FACING THE GIANT, bercerita tentang pengalaman seorang pelatih
football sebuah SMU (High School). Selama 6 tahun melatih tim
football-nya, tim asuhannya selalu gagal, dan belum sekalipun berhasil
menjuarai pertandingan apapun. Kegagalan yang dialaminya makin
disempurnakan oleh kenyataan yang dihadapinya dalam kehidupannya. Dia
telah menikah beberapa tahun, namun belum bisa memiliki rumah yang
layak, mobil yang layak bagi dia dan istrinya, serta tidak bisa
memberikan keturunan bagi istrinya karena didiagnosa tidak subur oleh
dokter. Istrinya sangat menginginkan kehadiran bayi dalam pernikahan
mereka. Berkali-kali istrinya melakukan chek-up kehamilan ke Rumah
sakit, namun hasilnya selalu “negatif” dan mengecewakan.

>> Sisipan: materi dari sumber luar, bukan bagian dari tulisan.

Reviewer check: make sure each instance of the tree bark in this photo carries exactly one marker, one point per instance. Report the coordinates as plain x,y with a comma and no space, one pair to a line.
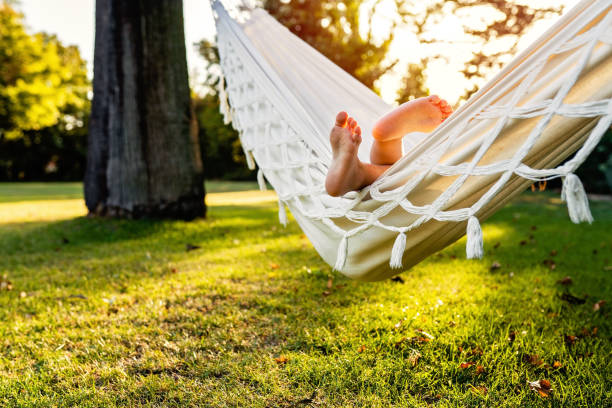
143,155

Para perawat di
Rumah sakit yang sudah sangat mengenal istrinya sampai meledek istrinya
itu karena obsesinya untuk segera memiliki anak. Bukan sampai di situ
saja, suatu ketika dia harus mendengar dengan telinganya sendiri
pembicaraan para pengurus Yayasan di sekolah tempatnya bekerja, bahwa
dirinya akan diberhentikan sebagai pelatih karena dianggap selalu
gagal. Sang Pelatih menjadi sangat kecewa, dan frustrasi. Hubungan dan
komunikasinya dengan sang istri juga memburuk. Dia kemudian menghukum
dan mempersalahkan dirinya sendiri atas semua kegagalan beruntun yang
dihadapinya dalam hidupnya. Memang, sungguh sangat berat situasi yang
dialami oleh pelatih football ini. Meski sebenarnya dia telah berjuang
dan berusaha sebaik-baiknya dengan segala kemampuannya untuk melatih
Timnya, namun hasilnya masih selalu jauh dari yang diharapkan bahkan
lebih sering sangat mengecewakan hatinya.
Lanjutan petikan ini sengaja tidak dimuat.